Why is gangsters paradise playing in the background.
Seriously. Whoever chose this song needs to be whipped in the face with a rotting trout.
For those of you who weren't there in the 90's, "Gangster's Paradise" was written for the movie Dangerous Minds, which is a (admittedly mediocre and rather insulting) movie about a white teacher who goes into a troubled inner city school and makes a difference in a bunch of juvenile delinquents' lives with music. It was based on a true story, but in real life the teacher taught poetry by using rap and connecting with the kids on their level, which the school's authorities fight her on because they see the kids as lost causes; the insulting part is the movies changed the rap and connecting with them on their level to 60's hippie rock and token acknowledgement that "yeah, it was kinda about drugs so it works on your level," basically turning a touching story about crossing barriers to help people into a Mighty Whitey story.

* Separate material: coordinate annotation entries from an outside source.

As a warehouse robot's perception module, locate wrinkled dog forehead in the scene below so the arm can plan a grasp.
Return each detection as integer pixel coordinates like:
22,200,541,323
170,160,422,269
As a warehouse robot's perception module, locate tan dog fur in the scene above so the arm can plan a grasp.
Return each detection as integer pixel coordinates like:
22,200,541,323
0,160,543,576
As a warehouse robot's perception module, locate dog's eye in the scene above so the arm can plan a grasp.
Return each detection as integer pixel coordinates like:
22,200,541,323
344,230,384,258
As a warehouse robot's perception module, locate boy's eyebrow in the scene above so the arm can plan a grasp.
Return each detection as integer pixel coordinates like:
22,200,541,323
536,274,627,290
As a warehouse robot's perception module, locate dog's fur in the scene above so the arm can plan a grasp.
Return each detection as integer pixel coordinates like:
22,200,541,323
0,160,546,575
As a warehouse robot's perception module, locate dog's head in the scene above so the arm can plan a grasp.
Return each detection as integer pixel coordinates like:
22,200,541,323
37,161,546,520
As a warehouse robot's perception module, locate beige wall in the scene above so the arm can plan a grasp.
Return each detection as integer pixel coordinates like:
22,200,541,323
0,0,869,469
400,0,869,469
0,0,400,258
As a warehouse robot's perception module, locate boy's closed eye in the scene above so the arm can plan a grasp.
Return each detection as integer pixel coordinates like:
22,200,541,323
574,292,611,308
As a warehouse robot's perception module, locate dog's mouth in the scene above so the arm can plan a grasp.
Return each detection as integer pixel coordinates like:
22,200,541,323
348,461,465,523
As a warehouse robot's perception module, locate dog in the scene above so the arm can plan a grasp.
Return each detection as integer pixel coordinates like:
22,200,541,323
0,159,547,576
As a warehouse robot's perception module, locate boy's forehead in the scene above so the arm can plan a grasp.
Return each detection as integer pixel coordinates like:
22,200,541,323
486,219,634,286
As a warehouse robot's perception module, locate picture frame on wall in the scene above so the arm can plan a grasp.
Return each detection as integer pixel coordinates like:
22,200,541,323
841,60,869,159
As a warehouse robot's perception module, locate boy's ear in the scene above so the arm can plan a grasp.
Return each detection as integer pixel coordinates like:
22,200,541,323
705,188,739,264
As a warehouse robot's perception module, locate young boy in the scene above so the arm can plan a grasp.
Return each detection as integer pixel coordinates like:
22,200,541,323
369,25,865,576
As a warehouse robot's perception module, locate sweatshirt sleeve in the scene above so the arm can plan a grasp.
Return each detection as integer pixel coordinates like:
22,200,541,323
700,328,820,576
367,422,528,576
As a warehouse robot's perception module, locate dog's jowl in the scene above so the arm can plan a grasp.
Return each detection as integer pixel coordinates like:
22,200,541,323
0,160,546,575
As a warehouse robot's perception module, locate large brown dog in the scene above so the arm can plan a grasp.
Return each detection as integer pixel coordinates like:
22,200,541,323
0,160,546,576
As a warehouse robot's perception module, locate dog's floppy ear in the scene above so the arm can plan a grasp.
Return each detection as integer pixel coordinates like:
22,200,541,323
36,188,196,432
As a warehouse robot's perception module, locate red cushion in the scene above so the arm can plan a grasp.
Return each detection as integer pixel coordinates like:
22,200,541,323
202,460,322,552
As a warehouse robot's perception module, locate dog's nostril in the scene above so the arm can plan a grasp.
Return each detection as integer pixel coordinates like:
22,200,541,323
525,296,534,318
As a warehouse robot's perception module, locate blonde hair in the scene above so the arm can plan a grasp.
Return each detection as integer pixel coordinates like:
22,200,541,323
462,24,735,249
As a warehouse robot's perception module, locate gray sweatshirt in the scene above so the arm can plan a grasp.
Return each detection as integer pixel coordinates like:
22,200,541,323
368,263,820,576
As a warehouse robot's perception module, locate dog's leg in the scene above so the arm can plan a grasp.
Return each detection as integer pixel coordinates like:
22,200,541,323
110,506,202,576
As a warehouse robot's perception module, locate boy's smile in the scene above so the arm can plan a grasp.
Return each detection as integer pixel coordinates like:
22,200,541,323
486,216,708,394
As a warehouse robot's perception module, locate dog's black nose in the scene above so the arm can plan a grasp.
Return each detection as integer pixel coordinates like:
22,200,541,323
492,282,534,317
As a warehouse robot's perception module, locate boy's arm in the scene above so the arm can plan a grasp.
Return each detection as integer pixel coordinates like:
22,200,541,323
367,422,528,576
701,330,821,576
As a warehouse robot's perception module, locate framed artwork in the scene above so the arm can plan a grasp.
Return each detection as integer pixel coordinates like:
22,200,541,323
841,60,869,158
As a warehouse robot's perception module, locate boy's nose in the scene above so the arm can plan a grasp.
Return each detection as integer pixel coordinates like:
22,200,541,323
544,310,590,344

The song Dangerous Minds is basically referencing how the students' lives would have turned out without her--stuck in a gang/criminal lifestyle they were heading toward at the beginning of the movie, lamenting that they don't want this, that they have no way out, that their own parents disowned them/think they're a lost cause, and basically killing people who offend them because that's all they know how to do anymore.
I get that advertisements pull this all the time, choosing songs either because they're catchy or because they don't pay attention to the lyrics enough to actually understand what it's about, but this is a rather extreme example because the lyrics even to a casual listener don't fit the movie they're advertising. Either that or someone on the advertising team decided that "rebellious teen" means "gangster wannabe."